Les simplifications requises pour l'application de l'approximation de Boussinesq à un fluide compressible sont comparées avec celles d'un fluide incompressible. Le niveau plus élevé d'approximation requis pour décrire la conservation de la masse dans un fluide compressible stratifié au moyen de l'équation de continuité de Boussinesq conduit au développement de différents systèmes d'équations « anélastiques » qui peuvent être considérés comme des généralisations de l'approximation originale de Boussinesq. Ces systèmes anélastiques filtrent les ondes sonores tout en permettant une représentation des perturbations non-acoustiques plus précise que celle qui est obtenue avec le système de Boussinesq. Nous comparons les propriétés de plusieurs systèmes anélastiques quant à la conservation de l'énergie, sous l'hypothèse que les perturbations des variables thermodynamiques à partir d'un état hydrodynamique d'équilibre de référence sont faibles.
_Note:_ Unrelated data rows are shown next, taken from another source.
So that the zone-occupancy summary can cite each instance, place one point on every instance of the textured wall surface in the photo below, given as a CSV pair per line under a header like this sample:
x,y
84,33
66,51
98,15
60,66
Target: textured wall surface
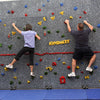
x,y
92,7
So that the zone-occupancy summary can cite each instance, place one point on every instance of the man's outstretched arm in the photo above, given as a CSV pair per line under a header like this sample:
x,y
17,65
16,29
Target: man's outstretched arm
x,y
68,26
89,25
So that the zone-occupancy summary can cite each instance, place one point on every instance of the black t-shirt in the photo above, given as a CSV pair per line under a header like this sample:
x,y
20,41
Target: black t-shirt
x,y
81,38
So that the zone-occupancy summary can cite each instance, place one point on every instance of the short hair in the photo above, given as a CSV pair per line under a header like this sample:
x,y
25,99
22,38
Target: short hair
x,y
81,26
28,27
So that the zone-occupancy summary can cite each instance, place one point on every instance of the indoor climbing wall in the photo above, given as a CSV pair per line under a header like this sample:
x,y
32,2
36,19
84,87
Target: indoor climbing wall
x,y
53,53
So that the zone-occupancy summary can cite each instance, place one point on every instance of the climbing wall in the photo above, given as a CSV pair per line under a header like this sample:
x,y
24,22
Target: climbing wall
x,y
52,61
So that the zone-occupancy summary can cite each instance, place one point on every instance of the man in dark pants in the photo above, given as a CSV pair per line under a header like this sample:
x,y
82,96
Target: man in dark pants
x,y
82,49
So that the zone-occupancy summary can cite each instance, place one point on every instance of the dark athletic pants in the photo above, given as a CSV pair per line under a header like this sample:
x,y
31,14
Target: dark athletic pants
x,y
24,50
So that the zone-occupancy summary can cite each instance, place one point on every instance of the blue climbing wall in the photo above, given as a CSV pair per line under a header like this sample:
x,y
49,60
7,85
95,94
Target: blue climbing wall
x,y
35,11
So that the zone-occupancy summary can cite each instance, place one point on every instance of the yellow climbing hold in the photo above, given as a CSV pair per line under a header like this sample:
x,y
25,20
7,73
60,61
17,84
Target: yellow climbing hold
x,y
53,17
61,13
40,23
28,81
49,68
63,63
13,33
44,19
41,77
71,17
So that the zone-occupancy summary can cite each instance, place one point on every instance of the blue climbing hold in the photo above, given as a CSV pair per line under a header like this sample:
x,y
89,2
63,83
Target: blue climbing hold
x,y
2,74
25,6
43,5
98,25
58,59
95,67
61,4
75,8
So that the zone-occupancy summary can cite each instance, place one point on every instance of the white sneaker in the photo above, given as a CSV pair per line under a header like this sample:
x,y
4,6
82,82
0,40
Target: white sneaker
x,y
9,66
32,74
72,74
89,69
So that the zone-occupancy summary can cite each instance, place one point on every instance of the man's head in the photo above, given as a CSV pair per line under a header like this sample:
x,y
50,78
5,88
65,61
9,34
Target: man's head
x,y
80,26
28,27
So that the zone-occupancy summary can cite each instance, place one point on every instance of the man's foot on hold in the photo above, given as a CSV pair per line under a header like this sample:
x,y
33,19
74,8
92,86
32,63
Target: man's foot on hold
x,y
89,69
9,66
32,74
72,74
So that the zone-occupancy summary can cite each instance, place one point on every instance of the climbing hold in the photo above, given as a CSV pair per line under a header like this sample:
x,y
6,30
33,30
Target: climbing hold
x,y
40,60
15,77
61,4
80,16
75,8
52,13
10,47
58,59
48,31
71,17
54,64
62,35
40,23
49,68
63,63
11,82
77,67
0,20
61,13
26,15
98,25
41,77
44,18
5,25
44,27
94,30
0,45
45,73
95,67
39,9
25,6
53,17
6,69
55,73
28,81
57,31
13,33
84,12
44,33
43,5
12,11
68,67
2,74
62,80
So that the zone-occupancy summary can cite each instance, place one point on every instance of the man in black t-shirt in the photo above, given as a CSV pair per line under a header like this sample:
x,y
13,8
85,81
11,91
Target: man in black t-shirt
x,y
82,49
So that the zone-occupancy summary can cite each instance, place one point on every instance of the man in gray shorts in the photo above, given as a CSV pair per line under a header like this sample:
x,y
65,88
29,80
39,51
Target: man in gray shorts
x,y
82,49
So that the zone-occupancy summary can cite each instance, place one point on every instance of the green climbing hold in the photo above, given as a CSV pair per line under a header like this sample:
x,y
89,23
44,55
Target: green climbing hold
x,y
11,82
62,35
44,27
45,73
94,30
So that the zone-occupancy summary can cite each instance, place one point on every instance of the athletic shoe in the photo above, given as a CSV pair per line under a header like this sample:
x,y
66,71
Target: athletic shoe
x,y
89,69
9,66
72,74
32,74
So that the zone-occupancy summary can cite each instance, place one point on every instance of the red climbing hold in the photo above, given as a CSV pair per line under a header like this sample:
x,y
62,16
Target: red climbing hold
x,y
25,14
62,80
68,67
54,64
84,12
12,11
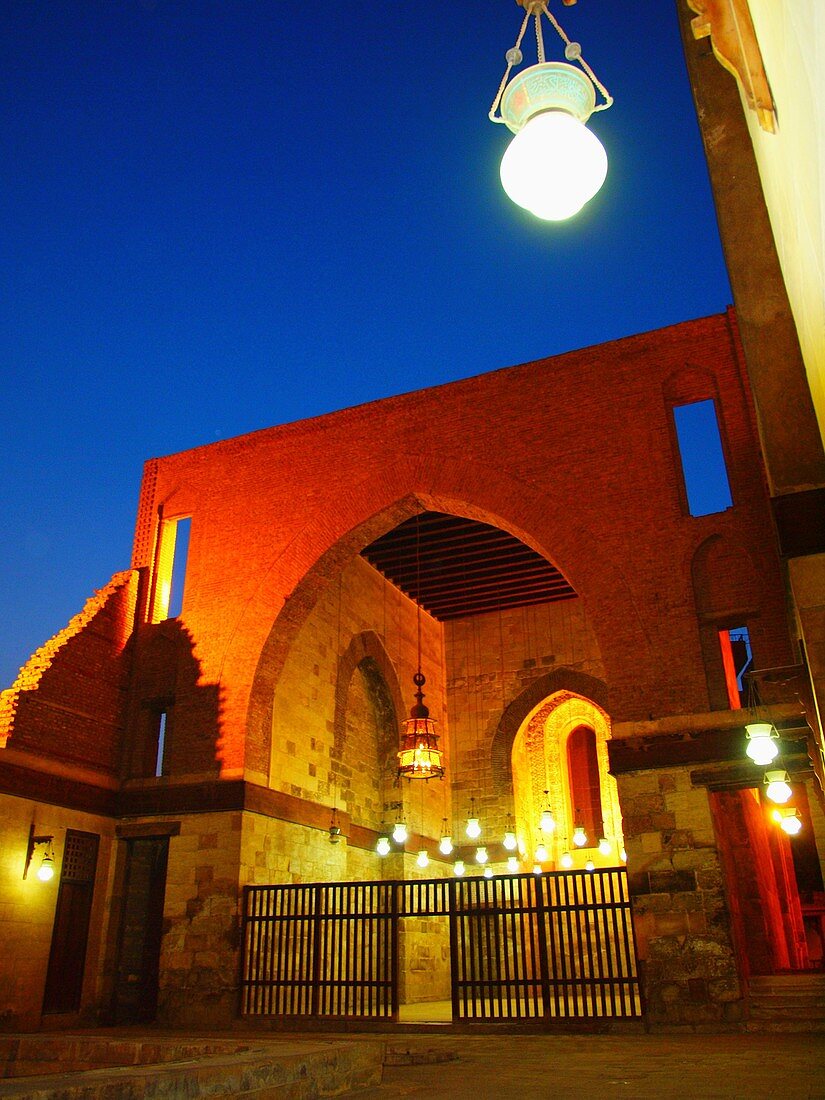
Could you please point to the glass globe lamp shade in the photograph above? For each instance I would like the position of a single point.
(45, 871)
(791, 823)
(778, 785)
(762, 743)
(553, 165)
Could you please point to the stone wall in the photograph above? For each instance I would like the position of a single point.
(28, 909)
(680, 913)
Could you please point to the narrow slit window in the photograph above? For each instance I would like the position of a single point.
(178, 567)
(161, 748)
(737, 659)
(703, 461)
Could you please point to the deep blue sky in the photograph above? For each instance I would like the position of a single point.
(221, 216)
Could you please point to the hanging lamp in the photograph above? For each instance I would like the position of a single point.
(419, 756)
(554, 164)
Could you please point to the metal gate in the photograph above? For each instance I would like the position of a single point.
(540, 947)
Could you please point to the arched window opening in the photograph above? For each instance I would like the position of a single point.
(585, 791)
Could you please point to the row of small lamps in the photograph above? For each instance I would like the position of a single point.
(762, 749)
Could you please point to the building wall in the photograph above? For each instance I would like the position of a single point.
(791, 162)
(28, 909)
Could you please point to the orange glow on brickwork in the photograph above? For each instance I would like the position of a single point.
(42, 659)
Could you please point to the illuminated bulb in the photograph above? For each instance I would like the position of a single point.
(553, 165)
(791, 822)
(45, 871)
(762, 747)
(778, 787)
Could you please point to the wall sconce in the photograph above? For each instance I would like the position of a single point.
(334, 828)
(45, 871)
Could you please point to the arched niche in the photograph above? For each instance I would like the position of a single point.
(540, 758)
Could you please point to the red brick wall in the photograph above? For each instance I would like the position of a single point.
(68, 702)
(575, 455)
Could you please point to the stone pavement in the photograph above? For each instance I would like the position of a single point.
(539, 1067)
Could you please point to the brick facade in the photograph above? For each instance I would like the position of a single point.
(283, 681)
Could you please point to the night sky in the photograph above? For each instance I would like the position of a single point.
(223, 216)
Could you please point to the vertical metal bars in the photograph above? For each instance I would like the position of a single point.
(556, 946)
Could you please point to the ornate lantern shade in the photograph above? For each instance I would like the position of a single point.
(419, 756)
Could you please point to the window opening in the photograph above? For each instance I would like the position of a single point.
(585, 793)
(178, 567)
(161, 743)
(703, 459)
(737, 659)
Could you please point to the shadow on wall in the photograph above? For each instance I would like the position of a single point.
(176, 717)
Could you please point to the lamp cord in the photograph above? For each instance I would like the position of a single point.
(515, 57)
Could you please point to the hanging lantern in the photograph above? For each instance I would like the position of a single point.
(762, 741)
(778, 785)
(473, 825)
(419, 756)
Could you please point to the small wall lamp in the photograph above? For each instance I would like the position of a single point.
(45, 871)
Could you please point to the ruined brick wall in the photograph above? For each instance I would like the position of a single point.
(575, 455)
(68, 700)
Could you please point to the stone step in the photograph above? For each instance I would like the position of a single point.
(788, 1011)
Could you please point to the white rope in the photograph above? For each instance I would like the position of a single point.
(506, 76)
(585, 66)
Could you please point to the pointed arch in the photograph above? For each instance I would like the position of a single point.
(519, 710)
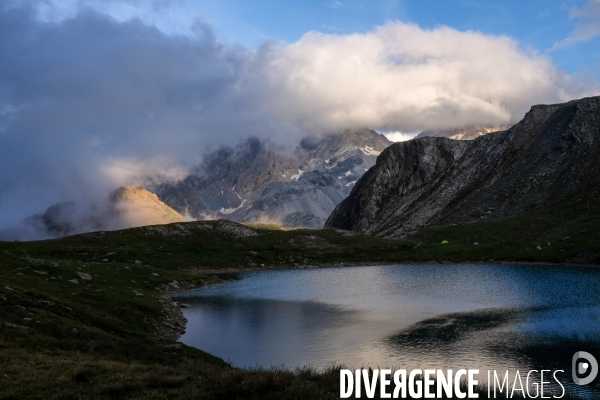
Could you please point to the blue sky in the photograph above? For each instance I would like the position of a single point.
(95, 94)
(537, 25)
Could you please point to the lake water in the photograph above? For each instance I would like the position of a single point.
(443, 316)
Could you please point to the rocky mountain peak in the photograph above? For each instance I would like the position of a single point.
(551, 154)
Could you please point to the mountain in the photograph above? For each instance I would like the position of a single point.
(552, 154)
(252, 182)
(126, 207)
(469, 132)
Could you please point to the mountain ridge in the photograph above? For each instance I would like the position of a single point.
(438, 181)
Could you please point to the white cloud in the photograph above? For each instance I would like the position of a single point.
(88, 103)
(402, 77)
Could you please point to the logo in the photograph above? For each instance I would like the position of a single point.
(584, 364)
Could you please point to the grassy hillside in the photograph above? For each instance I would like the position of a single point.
(113, 335)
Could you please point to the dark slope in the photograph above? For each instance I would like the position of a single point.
(553, 153)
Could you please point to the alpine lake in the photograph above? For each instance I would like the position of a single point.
(502, 317)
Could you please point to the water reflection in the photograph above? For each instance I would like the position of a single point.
(499, 317)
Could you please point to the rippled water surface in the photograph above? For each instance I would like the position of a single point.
(409, 316)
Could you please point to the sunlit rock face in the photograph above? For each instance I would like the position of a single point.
(135, 206)
(127, 207)
(550, 155)
(252, 182)
(465, 133)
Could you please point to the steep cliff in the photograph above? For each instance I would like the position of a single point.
(253, 182)
(551, 154)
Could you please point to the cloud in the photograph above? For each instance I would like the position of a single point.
(588, 24)
(89, 102)
(402, 77)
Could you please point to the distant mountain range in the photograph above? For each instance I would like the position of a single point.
(252, 182)
(465, 133)
(553, 153)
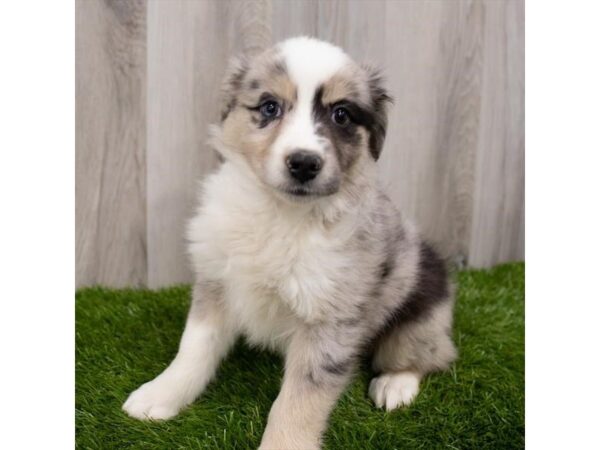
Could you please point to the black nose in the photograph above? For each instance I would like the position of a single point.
(304, 165)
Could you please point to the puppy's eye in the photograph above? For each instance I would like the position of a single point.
(270, 109)
(340, 116)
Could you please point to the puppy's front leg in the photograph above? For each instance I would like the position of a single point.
(316, 372)
(206, 339)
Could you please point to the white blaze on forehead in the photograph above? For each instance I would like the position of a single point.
(310, 62)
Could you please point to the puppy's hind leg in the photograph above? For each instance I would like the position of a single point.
(205, 341)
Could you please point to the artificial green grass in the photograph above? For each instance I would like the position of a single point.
(126, 337)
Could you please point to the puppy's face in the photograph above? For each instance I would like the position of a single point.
(301, 115)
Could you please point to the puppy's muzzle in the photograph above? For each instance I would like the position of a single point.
(304, 165)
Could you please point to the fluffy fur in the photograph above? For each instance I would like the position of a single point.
(319, 266)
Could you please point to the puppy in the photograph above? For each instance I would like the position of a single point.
(296, 247)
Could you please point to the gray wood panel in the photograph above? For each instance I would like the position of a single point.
(189, 45)
(434, 72)
(498, 221)
(453, 160)
(110, 172)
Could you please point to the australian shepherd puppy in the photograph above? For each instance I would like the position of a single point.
(295, 247)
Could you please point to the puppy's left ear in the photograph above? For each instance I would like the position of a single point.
(379, 104)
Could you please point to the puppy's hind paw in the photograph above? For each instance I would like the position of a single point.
(391, 390)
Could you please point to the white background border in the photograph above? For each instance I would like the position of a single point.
(37, 224)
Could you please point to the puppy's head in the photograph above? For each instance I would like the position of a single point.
(302, 115)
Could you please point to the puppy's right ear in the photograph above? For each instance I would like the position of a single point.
(232, 83)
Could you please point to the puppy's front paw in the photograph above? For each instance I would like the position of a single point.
(156, 400)
(392, 390)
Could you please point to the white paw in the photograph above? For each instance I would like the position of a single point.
(392, 390)
(156, 400)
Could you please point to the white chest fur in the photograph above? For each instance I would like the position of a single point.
(277, 263)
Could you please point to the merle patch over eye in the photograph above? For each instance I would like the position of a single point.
(340, 116)
(270, 109)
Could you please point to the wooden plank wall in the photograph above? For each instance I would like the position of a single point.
(148, 75)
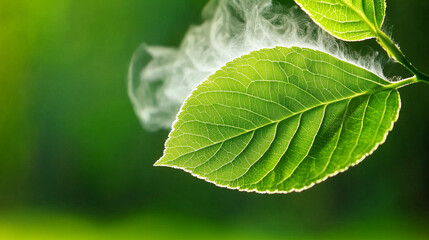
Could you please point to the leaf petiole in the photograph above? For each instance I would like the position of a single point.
(393, 50)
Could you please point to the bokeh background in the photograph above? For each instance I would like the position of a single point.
(76, 164)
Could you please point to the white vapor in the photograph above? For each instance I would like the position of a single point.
(160, 78)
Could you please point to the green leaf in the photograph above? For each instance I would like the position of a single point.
(281, 120)
(349, 20)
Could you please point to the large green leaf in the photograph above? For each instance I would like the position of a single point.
(350, 20)
(281, 120)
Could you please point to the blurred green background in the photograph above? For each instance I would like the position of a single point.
(76, 164)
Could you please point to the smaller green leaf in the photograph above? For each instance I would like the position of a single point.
(281, 120)
(349, 20)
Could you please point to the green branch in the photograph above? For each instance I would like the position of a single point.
(393, 50)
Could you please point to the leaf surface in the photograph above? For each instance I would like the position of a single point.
(349, 20)
(281, 120)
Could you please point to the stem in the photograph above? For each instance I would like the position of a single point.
(393, 50)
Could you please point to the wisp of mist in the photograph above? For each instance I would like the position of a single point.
(161, 78)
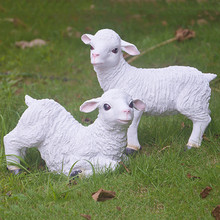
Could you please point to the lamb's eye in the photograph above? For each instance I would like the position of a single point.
(107, 107)
(131, 105)
(115, 50)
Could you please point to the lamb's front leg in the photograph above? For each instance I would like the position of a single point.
(132, 134)
(12, 147)
(197, 132)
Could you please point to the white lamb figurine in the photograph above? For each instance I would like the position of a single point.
(165, 91)
(62, 140)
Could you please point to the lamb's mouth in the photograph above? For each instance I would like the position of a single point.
(124, 121)
(96, 64)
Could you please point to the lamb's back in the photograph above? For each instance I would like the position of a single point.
(159, 88)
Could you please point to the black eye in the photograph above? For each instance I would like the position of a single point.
(131, 105)
(107, 107)
(115, 50)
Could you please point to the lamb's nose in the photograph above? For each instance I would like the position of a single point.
(126, 111)
(95, 54)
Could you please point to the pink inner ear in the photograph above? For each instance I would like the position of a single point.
(139, 105)
(88, 106)
(131, 49)
(86, 39)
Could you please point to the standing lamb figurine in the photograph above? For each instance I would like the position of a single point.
(166, 91)
(62, 140)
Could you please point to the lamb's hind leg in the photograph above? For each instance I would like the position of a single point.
(15, 142)
(197, 132)
(132, 134)
(12, 151)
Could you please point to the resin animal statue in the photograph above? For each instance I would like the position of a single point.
(165, 91)
(62, 141)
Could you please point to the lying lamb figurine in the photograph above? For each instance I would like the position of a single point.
(166, 91)
(62, 140)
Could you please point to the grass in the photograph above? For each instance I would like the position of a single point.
(158, 185)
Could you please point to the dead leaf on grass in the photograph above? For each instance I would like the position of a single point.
(216, 212)
(33, 43)
(2, 9)
(103, 195)
(164, 148)
(205, 192)
(9, 193)
(192, 177)
(88, 217)
(16, 21)
(184, 34)
(164, 23)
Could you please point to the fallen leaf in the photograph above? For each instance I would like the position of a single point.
(72, 182)
(9, 193)
(128, 171)
(103, 195)
(182, 125)
(88, 120)
(192, 177)
(205, 192)
(86, 216)
(205, 138)
(16, 21)
(164, 23)
(33, 43)
(202, 21)
(2, 9)
(183, 34)
(216, 212)
(164, 148)
(118, 208)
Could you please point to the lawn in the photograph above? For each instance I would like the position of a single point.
(162, 181)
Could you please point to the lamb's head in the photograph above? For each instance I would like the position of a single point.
(116, 107)
(106, 48)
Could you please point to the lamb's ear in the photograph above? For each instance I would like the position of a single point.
(90, 105)
(129, 48)
(139, 105)
(86, 38)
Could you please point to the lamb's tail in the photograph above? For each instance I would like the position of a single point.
(29, 100)
(210, 76)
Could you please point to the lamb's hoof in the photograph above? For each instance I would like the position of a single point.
(75, 174)
(187, 147)
(16, 172)
(130, 151)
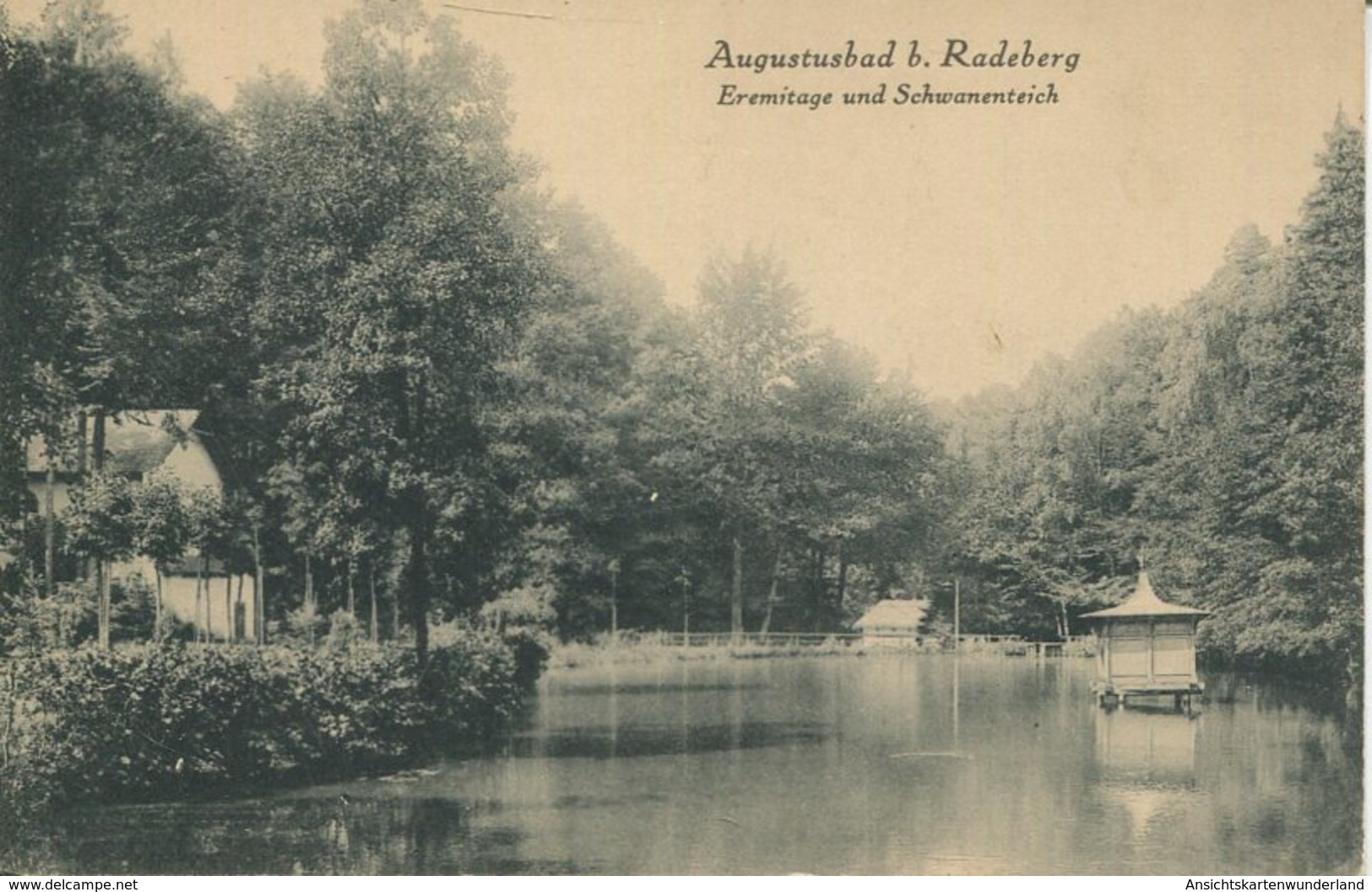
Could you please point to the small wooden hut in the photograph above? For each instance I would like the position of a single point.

Nous montrons que le système « pseudo-incompressible » conserve l'énergie cinétique totale et l'énergie anélastique statique sèche sans qu'il soit nécessaire de modifier aucune des équations principales, sauf l'équation de continuité. Au contraire, d'autres systèmes anélastiques conservant l'énergie requièrent des approximations supplémentaires dans d'autres équations principales. Le système « pseudo-incompressible » inclut les effets des changements de température sur la densité dans l'équation de conservation de la masse, alors que cet effet est omis dans d'autres systèmes anélastiques. Nous présentons une généralisation de l'équation pseudo-incompressible et la comparons avec l'équation diagnostique de continuité pour un flux quasi-hydrostatique dans un système de coordonnées transformé dans lequel la coordonnée verticale est fonction de la seule pression.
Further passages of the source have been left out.